Ovine prenatal growth-restriction and sex influence fetal adipose tissue phenotype and impact postnatal lipid metabolism and adiposity in vivo from birth until adulthood

Adipose tissue development begins in utero and is a key target of developmental programming. Here the influence of nutritionally-mediated prenatal growth-restriction on perirenal adipose tissue (PAT) gene expression and adipocyte phenotype in late fetal life was investigated in both sexes in an ovine model. Likewise circulating leptin concentrations and non-esterified fatty acid (NEFA) and glycerol responses to glucose challenge were determined in relation to offspring adiposity at key stages from birth to mid-adult life. In both studies’ singleton-bearing adolescent sheep were fed control or high nutrient intakes to induce normal or growth-restricted pregnancies, respectively. Fetal growth-restriction at day 130 of gestation (32% lighter) was characterised by greater body-weight-specific PAT mass and higher PAT expression of peroxisome proliferator-activated receptor gamma (PPARɤ), glycerol-3-phosphate dehydrogenase, hormone sensitive lipase (HSL), insulin-like growth factor 1 receptor, and uncoupling protein 1. Independent of prenatal growth, females had a greater body-weight-specific PAT mass, more multilocular adipocytes, higher leptin and lower insulin-like growth factor 1 mRNA than males. Growth-restricted offspring of both sexes (42% lighter at birth) were characterised by higher plasma NEFA concentrations across the life-course (post-fasting and after glucose challenge at 7, 32, 60, 85 and 106 weeks of age) consistent with reduced adipose tissue insulin sensitivity. Circulating plasma leptin correlated with body fat percentage (females>males) and restricted compared with normal females had more body fat and increased abundance of PPARɤ, HSL, leptin and adiponectin mRNA in PAT at necropsy (109 weeks). Therefore, prenatal nutrient supply and sex both influence adipose tissue development with consequences for lipid metabolism and body composition persisting throughout the life-course.
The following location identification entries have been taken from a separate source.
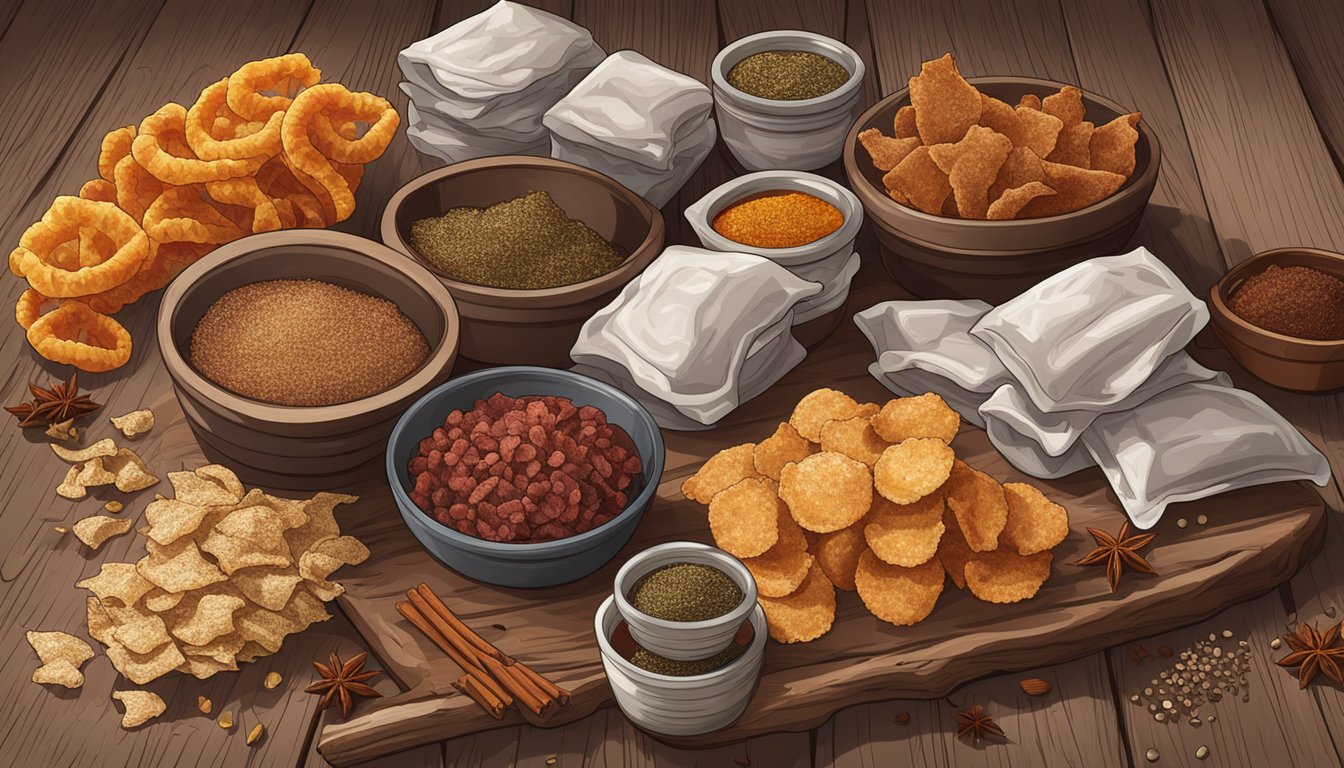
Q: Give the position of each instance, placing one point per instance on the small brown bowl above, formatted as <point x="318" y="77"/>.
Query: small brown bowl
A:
<point x="528" y="327"/>
<point x="289" y="447"/>
<point x="942" y="257"/>
<point x="1303" y="365"/>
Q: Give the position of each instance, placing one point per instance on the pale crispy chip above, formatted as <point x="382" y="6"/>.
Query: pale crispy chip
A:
<point x="977" y="501"/>
<point x="924" y="416"/>
<point x="911" y="470"/>
<point x="1015" y="199"/>
<point x="905" y="534"/>
<point x="1035" y="523"/>
<point x="897" y="595"/>
<point x="178" y="566"/>
<point x="903" y="124"/>
<point x="819" y="406"/>
<point x="141" y="706"/>
<point x="118" y="583"/>
<point x="1074" y="188"/>
<point x="743" y="517"/>
<point x="837" y="554"/>
<point x="854" y="437"/>
<point x="195" y="490"/>
<point x="886" y="152"/>
<point x="1007" y="576"/>
<point x="804" y="615"/>
<point x="97" y="529"/>
<point x="919" y="180"/>
<point x="827" y="491"/>
<point x="725" y="468"/>
<point x="1112" y="145"/>
<point x="945" y="104"/>
<point x="784" y="447"/>
<point x="135" y="423"/>
<point x="104" y="447"/>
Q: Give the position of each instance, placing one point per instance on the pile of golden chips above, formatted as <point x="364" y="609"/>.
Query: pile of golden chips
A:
<point x="871" y="499"/>
<point x="229" y="573"/>
<point x="245" y="158"/>
<point x="958" y="152"/>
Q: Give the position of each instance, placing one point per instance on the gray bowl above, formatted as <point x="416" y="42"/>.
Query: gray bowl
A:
<point x="532" y="565"/>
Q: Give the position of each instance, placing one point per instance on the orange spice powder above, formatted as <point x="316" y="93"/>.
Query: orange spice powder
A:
<point x="784" y="219"/>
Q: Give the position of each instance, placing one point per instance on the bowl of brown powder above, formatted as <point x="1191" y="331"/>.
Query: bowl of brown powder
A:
<point x="295" y="353"/>
<point x="1281" y="315"/>
<point x="530" y="248"/>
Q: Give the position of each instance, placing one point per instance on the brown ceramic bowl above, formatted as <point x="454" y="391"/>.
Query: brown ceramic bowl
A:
<point x="1303" y="365"/>
<point x="288" y="447"/>
<point x="941" y="257"/>
<point x="528" y="327"/>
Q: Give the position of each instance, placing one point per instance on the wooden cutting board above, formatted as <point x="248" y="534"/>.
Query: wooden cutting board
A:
<point x="1254" y="540"/>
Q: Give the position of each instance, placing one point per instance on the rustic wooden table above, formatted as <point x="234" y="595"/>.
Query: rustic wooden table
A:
<point x="1247" y="101"/>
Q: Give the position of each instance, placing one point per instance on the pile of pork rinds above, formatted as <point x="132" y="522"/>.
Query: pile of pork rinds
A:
<point x="958" y="152"/>
<point x="872" y="499"/>
<point x="246" y="158"/>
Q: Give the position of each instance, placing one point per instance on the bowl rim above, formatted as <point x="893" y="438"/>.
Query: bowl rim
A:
<point x="1243" y="271"/>
<point x="719" y="77"/>
<point x="737" y="615"/>
<point x="555" y="546"/>
<point x="758" y="636"/>
<point x="1132" y="186"/>
<point x="639" y="257"/>
<point x="184" y="374"/>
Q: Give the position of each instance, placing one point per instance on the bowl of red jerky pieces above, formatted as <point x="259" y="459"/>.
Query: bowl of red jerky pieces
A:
<point x="524" y="476"/>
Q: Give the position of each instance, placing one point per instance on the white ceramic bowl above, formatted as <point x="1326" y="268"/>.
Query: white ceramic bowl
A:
<point x="769" y="133"/>
<point x="680" y="706"/>
<point x="683" y="640"/>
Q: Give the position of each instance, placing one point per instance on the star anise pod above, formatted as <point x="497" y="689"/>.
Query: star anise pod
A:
<point x="1118" y="552"/>
<point x="342" y="682"/>
<point x="54" y="404"/>
<point x="1315" y="651"/>
<point x="977" y="725"/>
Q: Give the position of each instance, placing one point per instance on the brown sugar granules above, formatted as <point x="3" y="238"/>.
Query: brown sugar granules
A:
<point x="527" y="242"/>
<point x="1297" y="301"/>
<point x="305" y="343"/>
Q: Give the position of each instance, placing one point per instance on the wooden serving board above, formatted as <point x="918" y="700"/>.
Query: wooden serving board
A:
<point x="1254" y="540"/>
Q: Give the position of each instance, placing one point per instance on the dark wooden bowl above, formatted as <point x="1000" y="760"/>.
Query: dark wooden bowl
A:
<point x="528" y="327"/>
<point x="942" y="257"/>
<point x="1303" y="365"/>
<point x="289" y="447"/>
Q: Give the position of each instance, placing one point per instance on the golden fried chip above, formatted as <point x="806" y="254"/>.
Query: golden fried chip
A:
<point x="854" y="437"/>
<point x="743" y="517"/>
<point x="905" y="534"/>
<point x="804" y="615"/>
<point x="1075" y="188"/>
<point x="1112" y="145"/>
<point x="97" y="529"/>
<point x="977" y="501"/>
<point x="897" y="595"/>
<point x="919" y="180"/>
<point x="837" y="554"/>
<point x="1012" y="201"/>
<point x="924" y="416"/>
<point x="913" y="468"/>
<point x="135" y="423"/>
<point x="725" y="468"/>
<point x="945" y="104"/>
<point x="784" y="447"/>
<point x="1035" y="523"/>
<point x="827" y="491"/>
<point x="819" y="406"/>
<point x="1007" y="576"/>
<point x="104" y="447"/>
<point x="886" y="152"/>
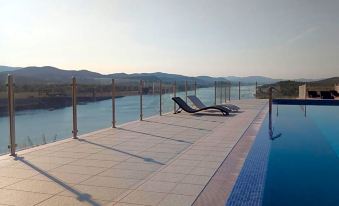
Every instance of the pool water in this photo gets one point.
(301, 160)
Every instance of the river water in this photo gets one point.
(36, 127)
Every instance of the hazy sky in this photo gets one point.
(276, 38)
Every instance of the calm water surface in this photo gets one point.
(35, 127)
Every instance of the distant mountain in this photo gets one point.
(6, 68)
(329, 81)
(253, 79)
(53, 75)
(48, 74)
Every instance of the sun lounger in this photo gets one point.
(199, 104)
(183, 105)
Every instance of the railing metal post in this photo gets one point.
(113, 103)
(239, 90)
(215, 92)
(74, 106)
(160, 96)
(186, 91)
(174, 95)
(11, 113)
(225, 90)
(141, 88)
(229, 92)
(195, 88)
(270, 96)
(220, 92)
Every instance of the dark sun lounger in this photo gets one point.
(182, 105)
(199, 104)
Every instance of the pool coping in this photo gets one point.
(218, 189)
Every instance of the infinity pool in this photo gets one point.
(296, 162)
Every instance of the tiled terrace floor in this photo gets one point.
(164, 160)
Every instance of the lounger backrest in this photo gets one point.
(197, 102)
(182, 104)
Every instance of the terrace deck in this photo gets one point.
(163, 160)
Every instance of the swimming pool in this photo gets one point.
(296, 162)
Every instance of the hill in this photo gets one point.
(53, 75)
(253, 79)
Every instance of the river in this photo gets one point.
(36, 127)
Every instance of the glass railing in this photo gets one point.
(44, 113)
(94, 105)
(4, 124)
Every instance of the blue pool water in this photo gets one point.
(300, 166)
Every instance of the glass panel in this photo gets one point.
(151, 98)
(43, 113)
(127, 103)
(167, 102)
(4, 125)
(247, 91)
(94, 105)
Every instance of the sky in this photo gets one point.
(274, 38)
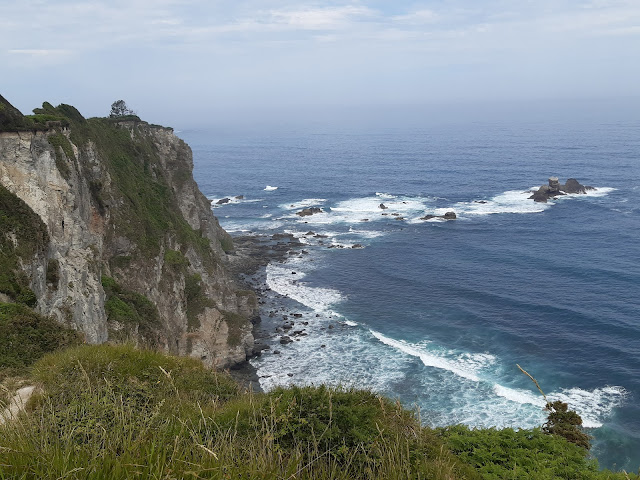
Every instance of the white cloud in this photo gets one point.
(331, 18)
(419, 17)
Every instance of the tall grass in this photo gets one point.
(114, 412)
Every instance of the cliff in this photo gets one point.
(114, 238)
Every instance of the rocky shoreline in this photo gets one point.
(247, 264)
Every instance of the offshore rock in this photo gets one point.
(309, 211)
(555, 189)
(446, 216)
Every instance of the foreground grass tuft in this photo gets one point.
(115, 412)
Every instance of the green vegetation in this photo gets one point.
(129, 314)
(23, 235)
(566, 423)
(53, 272)
(175, 258)
(196, 300)
(147, 208)
(227, 244)
(236, 324)
(26, 336)
(114, 412)
(61, 145)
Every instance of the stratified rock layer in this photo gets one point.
(157, 238)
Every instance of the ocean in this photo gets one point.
(435, 313)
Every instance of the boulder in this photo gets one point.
(309, 211)
(555, 189)
(446, 216)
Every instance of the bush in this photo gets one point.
(53, 272)
(23, 236)
(130, 314)
(26, 336)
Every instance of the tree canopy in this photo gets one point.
(119, 108)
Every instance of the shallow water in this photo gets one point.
(438, 313)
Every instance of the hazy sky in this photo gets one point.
(176, 59)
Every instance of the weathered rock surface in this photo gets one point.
(555, 189)
(305, 212)
(175, 257)
(446, 216)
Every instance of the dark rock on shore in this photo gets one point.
(556, 189)
(309, 211)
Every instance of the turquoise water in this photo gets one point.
(435, 313)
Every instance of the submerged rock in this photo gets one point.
(555, 189)
(309, 211)
(446, 216)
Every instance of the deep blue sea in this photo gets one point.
(438, 313)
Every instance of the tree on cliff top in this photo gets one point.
(120, 109)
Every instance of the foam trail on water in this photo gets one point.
(427, 359)
(280, 279)
(593, 406)
(307, 202)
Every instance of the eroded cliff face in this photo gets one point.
(137, 251)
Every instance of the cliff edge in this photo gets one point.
(114, 238)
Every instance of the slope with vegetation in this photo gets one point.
(105, 230)
(116, 412)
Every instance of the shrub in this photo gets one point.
(53, 272)
(26, 336)
(566, 424)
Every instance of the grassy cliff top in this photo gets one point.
(112, 412)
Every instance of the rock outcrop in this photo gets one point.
(555, 189)
(137, 252)
(446, 216)
(305, 212)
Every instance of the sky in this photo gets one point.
(182, 61)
脂肪组织的发育始于宫内阶段，是发育程序化的关键调控靶点。本研究以绵羊为模型，探究了营养介导的产前生长受限对妊娠晚期胎儿肾周脂肪组织（perirenal adipose tissue, PAT）基因表达及脂肪细胞表型的影响，实验涵盖雌雄两性个体。此外，本研究还测定了循环中瘦素（leptin）浓度，以及葡萄糖负荷下的非酯化脂肪酸（non-esterified fatty acid, NEFA）与甘油应答水平，并分析其与子代从出生至成年中期关键阶段体脂状态的关联。两项实验均选用单胎妊娠的青年绵羊，分别饲喂正常营养摄入量与高营养摄入量，以构建正常妊娠与生长受限妊娠模型。妊娠第130天时的胎儿生长受限（胎儿体重较正常对照组低32%）表现为：单位体重对应的PAT质量更高，且PAT组织中过氧化物酶体增殖物激活受体γ（peroxisome proliferator-activated receptor gamma, PPARɤ）、甘油-3-磷酸脱氢酶、激素敏感性脂肪酶（hormone sensitive lipase, HSL）、胰岛素样生长因子1受体以及解偶联蛋白1的表达水平更高。无论产前生长状态如何，雌性个体的单位体重PAT质量均高于雄性，且拥有更多的多室脂肪细胞，其瘦素表达水平更高，而胰岛素样生长因子1 mRNA表达水平更低。两性中生长受限的子代（出生时体重较正常对照组低42%）在整个生命周期（空腹后以及7、32、60、85和106周龄时进行葡萄糖负荷后）的血浆NEFA浓度均更高，这与脂肪组织胰岛素敏感性降低的表型一致。循环血浆瘦素水平与体脂百分比呈正相关（雌性>雄性）；与正常妊娠组雌性子代相比，生长受限组雌性子代在109周龄尸检时拥有更多体脂，且其PAT组织中PPARɤ、HSL、瘦素及脂联素（adiponectin）的mRNA丰度均更高。综上，产前营养供给与性别均会影响脂肪组织发育，其对脂质代谢与体成分的影响将贯穿整个生命周期。